Le nouveau malware Android, Perseus, se spécialise dans le vol d’informations sensibles en examinant les notes personnelles des utilisateurs, tels que les mots de passe, les phrases de récupération ou des données financières.
Ce logiciel malveillant est distribué via des plateformes non officielles, où il se fait passer pour des applications IPTV. Il permet une prise de contrôle totale de l’appareil, la capture d’écran, ainsi que des attaques par superposition.
En se déguisant en applications de streaming IPTV, souvent utilisées pour accéder à des contenus piratés, les cybercriminels misent sur la familiarité des utilisateurs avec le téléchargement d’APKs depuis des sources extérieures au Google Play Store, tout en négligeant les avertissements de sécurité.
Cette tendance s’est intensifiée au cours des huit derniers mois, les utilisateurs recherchant des moyens gratuits ou peu coûteux d’accéder à des diffusions sportives en direct. Récemment, les acteurs malveillants ont exploité ce même appât pour diffuser le malware bancaire Android, Massiv.
D’après les chercheurs de l’entreprise de sécurité mobile ThreatFabric, Perseus cible principalement les institutions financières en Turquie et en Italie, ainsi que des services de cryptomonnaie.
Une des applications distribuant le malware s’appelle Roja Directa TV, un service de streaming sportif populaire qui a déjà été la cible d’actions pour violation des droits d’auteur.

Source: ThreatFabric
Le dropper de Perseus réussit à contourner les restrictions de sideloading d’Android 13+, et est le même utilisé pour distribuer les malwares Klopatra et Medusa.
Les chercheurs de ThreatFabric soulignent que Perseus s’appuie spécifiquement sur la base de code de Phoenix, dérivée du code Cerberus, diffusé il y a près de six ans.
Le rapport indique que le malware possède deux versions, l’une en turc et une autre, plus avancée, en anglais, intégrant des fonctionnalités de débogage améliorées ainsi que des éléments facilitant son utilisation.

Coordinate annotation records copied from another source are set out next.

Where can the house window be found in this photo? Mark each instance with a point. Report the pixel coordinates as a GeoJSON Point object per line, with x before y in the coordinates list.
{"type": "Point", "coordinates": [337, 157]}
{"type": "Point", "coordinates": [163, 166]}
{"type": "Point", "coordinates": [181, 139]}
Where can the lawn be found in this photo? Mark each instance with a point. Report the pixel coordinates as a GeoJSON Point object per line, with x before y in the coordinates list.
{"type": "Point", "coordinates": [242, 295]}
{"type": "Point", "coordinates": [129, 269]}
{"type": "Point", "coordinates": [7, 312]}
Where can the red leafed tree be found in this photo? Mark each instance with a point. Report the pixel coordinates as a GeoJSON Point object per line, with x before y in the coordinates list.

La version anglaise est dotée d’une journalisation exhaustive et d’émojis dans son code, ce qui pourrait suggérer l’utilisation d’outils d’intelligence artificielle durant son développement.
Les institutions financières ciblées en Turquie se chiffrent à 17, suivies par 15 en Italie, 5 en Pologne, 3 en Allemagne, et 2 en France. De plus, le malware s’attaque à 9 applications de cryptomonnaie.

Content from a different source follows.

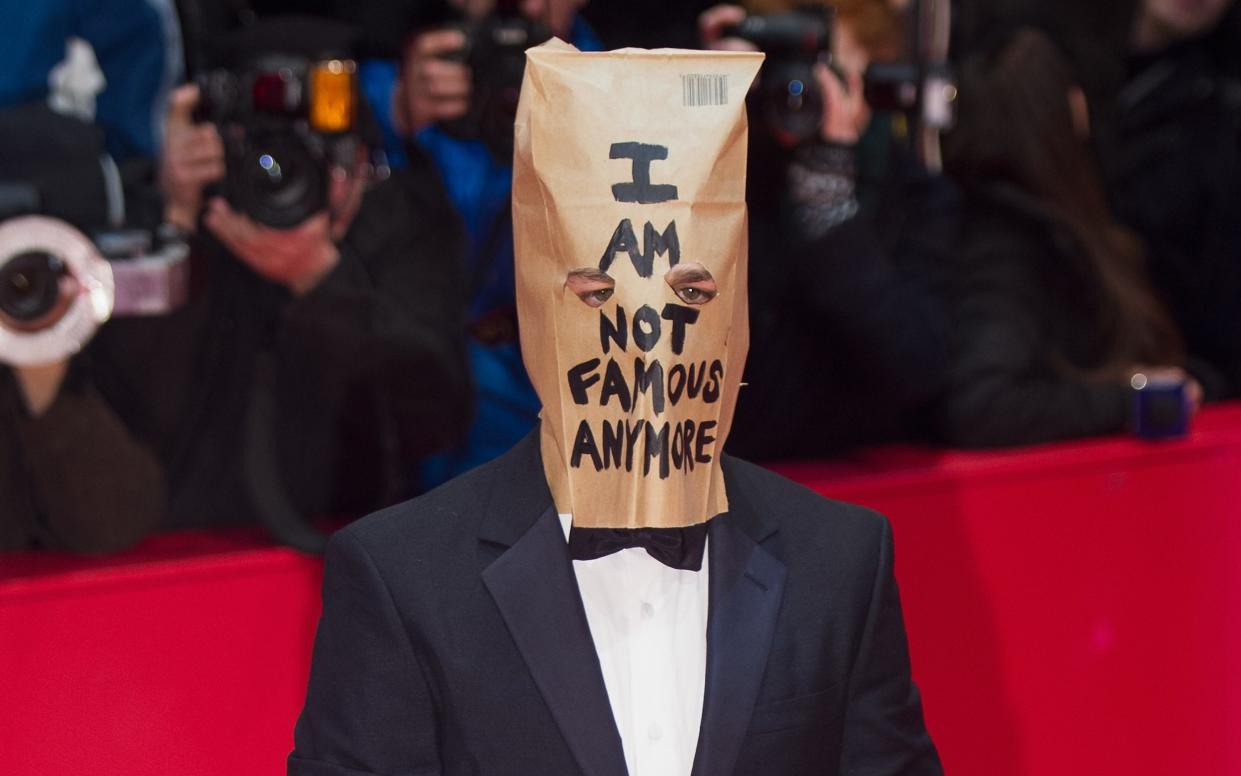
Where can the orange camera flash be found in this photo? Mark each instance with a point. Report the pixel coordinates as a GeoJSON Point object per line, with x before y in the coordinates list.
{"type": "Point", "coordinates": [331, 94]}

En utilisant les Services d’accessibilité Android, Perseus permet aux opérateurs un contrôle à distance total sur les appareils infectés, leur permettant notamment :
- De capturer des captures d’écran en continu et de les transmettre à l’opérateur (start_vnc)
- D’envoyer une hiérarchie d’interface utilisateur structurée pour une interaction à distance programmatique (start_hvnc)

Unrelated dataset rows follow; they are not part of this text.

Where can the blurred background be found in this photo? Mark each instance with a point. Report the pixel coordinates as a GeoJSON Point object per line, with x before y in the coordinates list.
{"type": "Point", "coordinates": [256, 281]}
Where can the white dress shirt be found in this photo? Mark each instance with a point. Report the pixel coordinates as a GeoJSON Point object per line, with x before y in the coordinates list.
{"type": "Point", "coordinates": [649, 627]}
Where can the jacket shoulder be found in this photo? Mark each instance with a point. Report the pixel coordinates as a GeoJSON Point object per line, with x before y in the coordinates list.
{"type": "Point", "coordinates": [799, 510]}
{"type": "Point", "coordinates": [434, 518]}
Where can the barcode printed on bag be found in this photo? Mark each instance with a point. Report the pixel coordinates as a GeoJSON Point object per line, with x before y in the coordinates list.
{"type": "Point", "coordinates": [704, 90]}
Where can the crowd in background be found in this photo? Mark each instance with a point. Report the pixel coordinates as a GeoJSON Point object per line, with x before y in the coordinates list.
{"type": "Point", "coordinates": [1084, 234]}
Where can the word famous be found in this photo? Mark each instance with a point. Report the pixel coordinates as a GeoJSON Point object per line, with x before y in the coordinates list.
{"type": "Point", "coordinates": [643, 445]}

- De simuler des taps, des balayages, des saisies de texte et d’autres actions de navigation
- D’allumer l’écran, de lancer des applications, et de bloquer des applications
- D’activer une superposition d’écran noire pour dissimuler l’activité à la victime
- De lancer des attaques par superposition et de réaliser du keylogging
Une caractéristique particulière de Perseus cible les applications de prise de notes Android, telles que Google Keep, Xiaomi Notes, Samsung Notes, ColorNote, Evernote, Microsoft OneNote et Simple Notes.
Les chercheurs de ThreatFabric notent que c’est la première fois qu’un malware Android vérifie des informations sensibles dans les notes personnelles des utilisateurs.
Selon leur rapport, « si de nombreuses familles de malwares Android se concentrent principalement sur la collecte d’identifiants ou l’interception de communications, cette caractéristique témoigne d’un intérêt plus large pour les données contextuelles et personnelles. »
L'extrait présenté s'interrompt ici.